Produtores do RS devem aumentar área de trigo em 20%

Segundo presidente da Fecoagro, maior estímulo é o preço do produto, que chega a R$ 750,00 a tonelada

Wálmaro Paz, da Agência Estado,

24 de abril de 2008 | 14h14

O trigo deverá ter um acréscimo de 20% em sua área plantada atingindo 1 milhão de hectares este ano. A informação é do presidente da Federação das Cooperativas Agrícolas do Rio Grande do Sul (Fecoagro), Rui Polidoro, que espera uma safra de 2 milhões de toneladas. "O maior estímulo aos produtores é o preço atual do produto que já atinge a R$ 750,00 a tonelada" afirmou Polidoro, ressaltando que o custo de produção é de R$ 600,00 a tonelada do produto. Conforme o agrônomo da Fecoagro Ricardo Núncio, os analistas garantem que os preços continuarão estáveis até o final da safra, e a lavoura de inverno no Estado funciona mais como preparação das terras para o plantio de verão (soja) baixando o custo com a menor utilização de herbicidas e fertilizantes. Para Núncio, os produtores estão estimulados mesmo com o aumento dos fertilizantes, que foi de 118% nos últimos 12 meses e representa 25% do custo da produtividade na lavoura.  A produção brasileira de trigo na última safra foi de 4 milhões de toneladas e o consumo do cereal é de 11 milhões, O Rio Grande do Sul produziu 1,6 milhão em 850 mil hectares de área plantada. Núncio explicou que o trigo gaúcho é "duro", isto é, de qualidade especial para fabricação de massas e biscoitos. O excedente da produção é vendido para os Estados do Nordeste.

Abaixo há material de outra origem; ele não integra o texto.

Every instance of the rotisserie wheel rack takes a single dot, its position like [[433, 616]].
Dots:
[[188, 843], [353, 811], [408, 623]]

Os produtores gaúchos estão pedindo ao governo a redução dos custos dos fretes da marinha mercante que é oito% maior do que o preço dos navios de bandeiras internacionais para facilitar a venda do produto para aqueles estados. Um temor dos agricultores, revelou Polidoro é de que os argentinos liberem as exportações e os preços voltem a cair abaixo do custo, pois o peço mínimo garantido pelo governo é de R$480,00 a toneladas. Ele disse ainda que uma forma de garantir isso é o governo flexibilizar os mecanismos de comercialização PEP, PROP, AGF, EGF e LEC este último uma linha especial de crédito para a indústria.